Bettis, commonly known as “the bus” because of his size and pounding running style, played 13 seasons in the NFL, making his biggest mark with the Pittsburgh Steelers.
Bettis was inducted into the Pro Football Hall of Fame in 2015 as a no-doubter, but the legendary running back recently had some critical words to say about the NFL and the league’s lack of transparency over the years in regard to football and brain injuries — specifically concussions and CTE, via Aron Heller of the Associated Press.
“You definitely feel as though you were taken advantage of in a way that you weren’t given that information, and you always want to have the choice of knowing, and when that is taken away from you, you feel as though you were taken advantage of.”
The NFL and football as a whole has become much more aware and open about brain injuries recently, especially in the Roger Goodell era, but it’s worth noting that there’s still a long ways to go. Concussions in football are still a major issue, though teams from the NFL to the pee-wee level have started taking head injuries very seriously. That’s the good news. The protocols are changing and head-safety is becoming a focus. According to Bettis, though, there are plenty of veteran NFL stars who weren’t afforded that honesty and clarity surrounding head injuries.
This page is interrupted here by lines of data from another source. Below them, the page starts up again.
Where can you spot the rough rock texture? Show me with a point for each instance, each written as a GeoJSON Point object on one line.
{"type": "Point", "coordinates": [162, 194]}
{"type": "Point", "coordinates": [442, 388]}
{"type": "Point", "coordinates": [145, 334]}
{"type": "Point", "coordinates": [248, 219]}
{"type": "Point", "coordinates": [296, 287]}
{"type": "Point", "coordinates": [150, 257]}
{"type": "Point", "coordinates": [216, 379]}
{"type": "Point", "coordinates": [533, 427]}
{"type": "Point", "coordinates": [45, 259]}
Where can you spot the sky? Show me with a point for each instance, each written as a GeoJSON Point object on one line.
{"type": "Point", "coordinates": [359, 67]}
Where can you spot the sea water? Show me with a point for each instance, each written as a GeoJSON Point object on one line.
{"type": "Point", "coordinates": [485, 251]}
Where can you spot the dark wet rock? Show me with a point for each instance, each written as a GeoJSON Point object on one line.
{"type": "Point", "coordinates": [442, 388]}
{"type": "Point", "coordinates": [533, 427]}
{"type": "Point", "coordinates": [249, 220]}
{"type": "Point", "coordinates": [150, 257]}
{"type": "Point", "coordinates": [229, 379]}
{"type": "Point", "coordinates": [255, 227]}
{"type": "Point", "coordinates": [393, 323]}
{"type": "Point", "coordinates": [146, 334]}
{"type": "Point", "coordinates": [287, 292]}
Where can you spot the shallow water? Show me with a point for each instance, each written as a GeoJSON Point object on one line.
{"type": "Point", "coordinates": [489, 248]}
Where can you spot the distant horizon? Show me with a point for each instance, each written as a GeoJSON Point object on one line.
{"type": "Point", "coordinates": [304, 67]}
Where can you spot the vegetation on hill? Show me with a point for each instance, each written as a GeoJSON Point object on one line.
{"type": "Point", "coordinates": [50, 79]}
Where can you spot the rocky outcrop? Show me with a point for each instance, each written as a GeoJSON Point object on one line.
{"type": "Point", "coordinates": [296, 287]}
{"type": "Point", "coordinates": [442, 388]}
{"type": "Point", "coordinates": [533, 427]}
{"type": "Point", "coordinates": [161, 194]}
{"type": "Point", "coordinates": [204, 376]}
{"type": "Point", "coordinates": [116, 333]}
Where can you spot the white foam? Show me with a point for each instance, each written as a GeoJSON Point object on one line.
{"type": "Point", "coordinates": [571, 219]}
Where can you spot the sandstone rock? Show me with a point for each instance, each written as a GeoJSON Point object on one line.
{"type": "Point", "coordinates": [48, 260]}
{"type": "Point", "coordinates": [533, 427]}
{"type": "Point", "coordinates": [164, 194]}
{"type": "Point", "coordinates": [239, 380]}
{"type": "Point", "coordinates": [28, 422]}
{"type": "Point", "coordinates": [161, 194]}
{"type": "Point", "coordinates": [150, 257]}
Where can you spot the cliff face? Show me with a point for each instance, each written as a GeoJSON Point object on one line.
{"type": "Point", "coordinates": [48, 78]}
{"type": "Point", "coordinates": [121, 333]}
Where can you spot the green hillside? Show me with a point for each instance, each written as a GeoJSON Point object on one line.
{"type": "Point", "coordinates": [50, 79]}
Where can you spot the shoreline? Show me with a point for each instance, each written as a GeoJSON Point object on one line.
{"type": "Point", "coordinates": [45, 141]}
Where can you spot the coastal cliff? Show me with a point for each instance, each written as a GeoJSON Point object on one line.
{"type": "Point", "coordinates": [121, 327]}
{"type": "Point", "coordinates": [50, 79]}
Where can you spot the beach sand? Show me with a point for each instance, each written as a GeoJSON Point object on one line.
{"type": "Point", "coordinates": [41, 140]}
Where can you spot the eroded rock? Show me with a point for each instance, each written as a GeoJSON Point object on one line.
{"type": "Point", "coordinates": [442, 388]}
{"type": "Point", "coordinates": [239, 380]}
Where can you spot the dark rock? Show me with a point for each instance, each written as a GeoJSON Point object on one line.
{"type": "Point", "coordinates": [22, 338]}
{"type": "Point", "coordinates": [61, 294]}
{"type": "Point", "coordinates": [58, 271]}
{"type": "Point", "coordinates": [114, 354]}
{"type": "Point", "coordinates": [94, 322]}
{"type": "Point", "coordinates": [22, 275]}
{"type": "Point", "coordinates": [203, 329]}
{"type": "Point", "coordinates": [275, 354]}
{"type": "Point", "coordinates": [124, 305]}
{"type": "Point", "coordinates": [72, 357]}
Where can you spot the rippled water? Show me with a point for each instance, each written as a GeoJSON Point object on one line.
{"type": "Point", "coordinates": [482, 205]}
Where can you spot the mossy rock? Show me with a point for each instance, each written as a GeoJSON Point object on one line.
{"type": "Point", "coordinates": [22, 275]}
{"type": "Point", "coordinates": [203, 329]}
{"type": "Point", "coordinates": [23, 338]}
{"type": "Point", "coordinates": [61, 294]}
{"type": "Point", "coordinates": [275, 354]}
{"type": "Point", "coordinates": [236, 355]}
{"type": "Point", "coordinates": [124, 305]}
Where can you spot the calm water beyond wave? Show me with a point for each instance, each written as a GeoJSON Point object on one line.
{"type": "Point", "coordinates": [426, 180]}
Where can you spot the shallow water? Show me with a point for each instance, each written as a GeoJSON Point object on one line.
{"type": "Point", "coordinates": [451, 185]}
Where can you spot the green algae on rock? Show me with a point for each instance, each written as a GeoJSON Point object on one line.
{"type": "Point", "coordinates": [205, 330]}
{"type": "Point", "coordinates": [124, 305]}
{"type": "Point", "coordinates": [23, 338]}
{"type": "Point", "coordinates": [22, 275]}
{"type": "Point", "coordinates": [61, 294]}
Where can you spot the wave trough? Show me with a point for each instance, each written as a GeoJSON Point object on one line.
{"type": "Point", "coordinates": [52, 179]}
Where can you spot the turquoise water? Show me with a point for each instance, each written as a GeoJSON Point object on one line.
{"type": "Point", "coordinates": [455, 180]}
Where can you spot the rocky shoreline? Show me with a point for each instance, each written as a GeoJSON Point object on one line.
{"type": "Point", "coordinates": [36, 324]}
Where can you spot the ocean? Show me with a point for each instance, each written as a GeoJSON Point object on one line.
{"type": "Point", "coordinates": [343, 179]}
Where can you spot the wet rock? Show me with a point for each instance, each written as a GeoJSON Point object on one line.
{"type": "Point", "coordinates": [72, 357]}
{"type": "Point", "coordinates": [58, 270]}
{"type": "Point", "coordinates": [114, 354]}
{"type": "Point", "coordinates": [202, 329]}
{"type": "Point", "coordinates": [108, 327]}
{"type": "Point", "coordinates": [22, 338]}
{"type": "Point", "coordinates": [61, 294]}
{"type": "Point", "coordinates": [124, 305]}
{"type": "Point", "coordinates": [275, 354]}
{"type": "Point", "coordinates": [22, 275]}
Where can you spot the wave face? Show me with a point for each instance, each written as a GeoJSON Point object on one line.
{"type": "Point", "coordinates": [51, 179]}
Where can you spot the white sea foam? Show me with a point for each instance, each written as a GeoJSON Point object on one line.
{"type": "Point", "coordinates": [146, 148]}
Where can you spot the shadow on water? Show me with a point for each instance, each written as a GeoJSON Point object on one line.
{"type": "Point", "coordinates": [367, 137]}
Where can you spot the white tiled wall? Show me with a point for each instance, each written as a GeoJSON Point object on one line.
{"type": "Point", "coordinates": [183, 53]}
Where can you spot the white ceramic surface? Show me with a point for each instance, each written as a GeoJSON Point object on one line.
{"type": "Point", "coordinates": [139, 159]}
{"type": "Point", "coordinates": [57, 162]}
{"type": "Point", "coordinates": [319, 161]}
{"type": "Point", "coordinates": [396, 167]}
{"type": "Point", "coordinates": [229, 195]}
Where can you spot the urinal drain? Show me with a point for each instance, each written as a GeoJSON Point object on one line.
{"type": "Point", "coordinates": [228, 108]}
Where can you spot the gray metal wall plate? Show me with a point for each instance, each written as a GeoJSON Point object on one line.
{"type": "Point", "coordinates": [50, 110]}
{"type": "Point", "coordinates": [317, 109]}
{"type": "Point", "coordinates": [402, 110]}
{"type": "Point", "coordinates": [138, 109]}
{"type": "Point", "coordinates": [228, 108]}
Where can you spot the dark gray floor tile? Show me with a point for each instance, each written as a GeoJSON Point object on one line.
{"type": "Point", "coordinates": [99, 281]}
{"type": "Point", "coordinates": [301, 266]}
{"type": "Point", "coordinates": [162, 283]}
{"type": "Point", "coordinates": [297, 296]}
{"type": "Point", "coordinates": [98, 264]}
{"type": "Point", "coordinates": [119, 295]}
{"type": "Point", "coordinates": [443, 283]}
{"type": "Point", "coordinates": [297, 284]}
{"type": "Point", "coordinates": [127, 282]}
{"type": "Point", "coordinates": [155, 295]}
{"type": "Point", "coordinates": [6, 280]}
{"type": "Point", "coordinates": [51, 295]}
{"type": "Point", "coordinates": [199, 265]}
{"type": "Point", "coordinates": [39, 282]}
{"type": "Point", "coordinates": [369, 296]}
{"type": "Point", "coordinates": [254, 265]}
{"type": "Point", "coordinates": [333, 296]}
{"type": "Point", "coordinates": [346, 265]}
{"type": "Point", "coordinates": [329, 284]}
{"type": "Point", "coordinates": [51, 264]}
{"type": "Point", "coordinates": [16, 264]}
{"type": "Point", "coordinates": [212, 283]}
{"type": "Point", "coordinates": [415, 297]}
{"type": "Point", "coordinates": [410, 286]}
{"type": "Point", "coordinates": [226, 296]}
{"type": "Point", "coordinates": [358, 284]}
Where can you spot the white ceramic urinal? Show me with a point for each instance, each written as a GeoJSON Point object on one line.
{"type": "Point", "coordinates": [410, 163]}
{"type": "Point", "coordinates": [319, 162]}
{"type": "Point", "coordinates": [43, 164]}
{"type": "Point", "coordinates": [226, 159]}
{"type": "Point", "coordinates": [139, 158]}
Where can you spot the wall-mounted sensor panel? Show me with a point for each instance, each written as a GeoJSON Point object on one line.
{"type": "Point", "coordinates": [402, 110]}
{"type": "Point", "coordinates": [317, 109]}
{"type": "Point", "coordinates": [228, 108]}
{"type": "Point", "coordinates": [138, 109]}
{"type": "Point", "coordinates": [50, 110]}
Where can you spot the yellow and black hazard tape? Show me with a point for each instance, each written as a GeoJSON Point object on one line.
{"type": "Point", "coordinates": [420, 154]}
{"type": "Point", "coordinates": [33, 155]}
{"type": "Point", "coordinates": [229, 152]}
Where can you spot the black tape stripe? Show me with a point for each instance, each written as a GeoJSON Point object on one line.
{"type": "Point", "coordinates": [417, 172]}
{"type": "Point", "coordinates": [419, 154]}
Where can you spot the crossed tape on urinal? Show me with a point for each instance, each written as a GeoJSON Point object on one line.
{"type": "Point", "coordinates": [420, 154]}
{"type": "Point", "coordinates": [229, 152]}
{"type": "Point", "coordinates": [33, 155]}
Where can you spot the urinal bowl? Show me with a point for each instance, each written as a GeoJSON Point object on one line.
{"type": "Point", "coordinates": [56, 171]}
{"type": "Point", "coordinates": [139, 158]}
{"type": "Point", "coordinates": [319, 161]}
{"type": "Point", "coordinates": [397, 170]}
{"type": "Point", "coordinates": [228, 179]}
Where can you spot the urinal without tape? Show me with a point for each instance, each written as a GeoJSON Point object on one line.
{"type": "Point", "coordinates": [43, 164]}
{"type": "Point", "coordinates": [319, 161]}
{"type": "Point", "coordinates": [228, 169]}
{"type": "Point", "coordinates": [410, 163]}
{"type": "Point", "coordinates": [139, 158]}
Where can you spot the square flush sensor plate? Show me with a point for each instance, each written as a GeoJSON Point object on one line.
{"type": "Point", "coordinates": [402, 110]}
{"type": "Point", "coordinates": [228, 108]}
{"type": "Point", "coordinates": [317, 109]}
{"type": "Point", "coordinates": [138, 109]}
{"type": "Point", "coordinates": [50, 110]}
“I don’t think you’ll find many guys that had a long career, played 10-plus years, that didn’t have a concussion.”
The NFL may never be able to avoid concussions completely, especially considering the violent nature of the game being played at that level, but it’s rather clear that the league is taking steps towards player safety.
Still, that doesn’t erase the years of tight lips in favor of bottom lines over safety, and as long as veteran NFL stars are willing to speak out about what they feel was a major injustice, this is a problem that won’t go away for the league.
Over the course of Bettis’ legendary career, he was a six-time Pro Bowler, a two-time All-Pro and a Super Bowl Champion with the Steelers. He rushed the ball 3,479 times in 13 seasons, accumulating 13,662 yards and 91 touchdowns. For being as big and bruising as he was, it’s worth noting that he also caught 200 passes for 1,449 yards and three receiving touchdowns. He was drafted by the Los Angeles Rams (10th overall in 1993) and spent three years with that organization (one in St. Louis), but the last 10 years of his career were with the Steelers.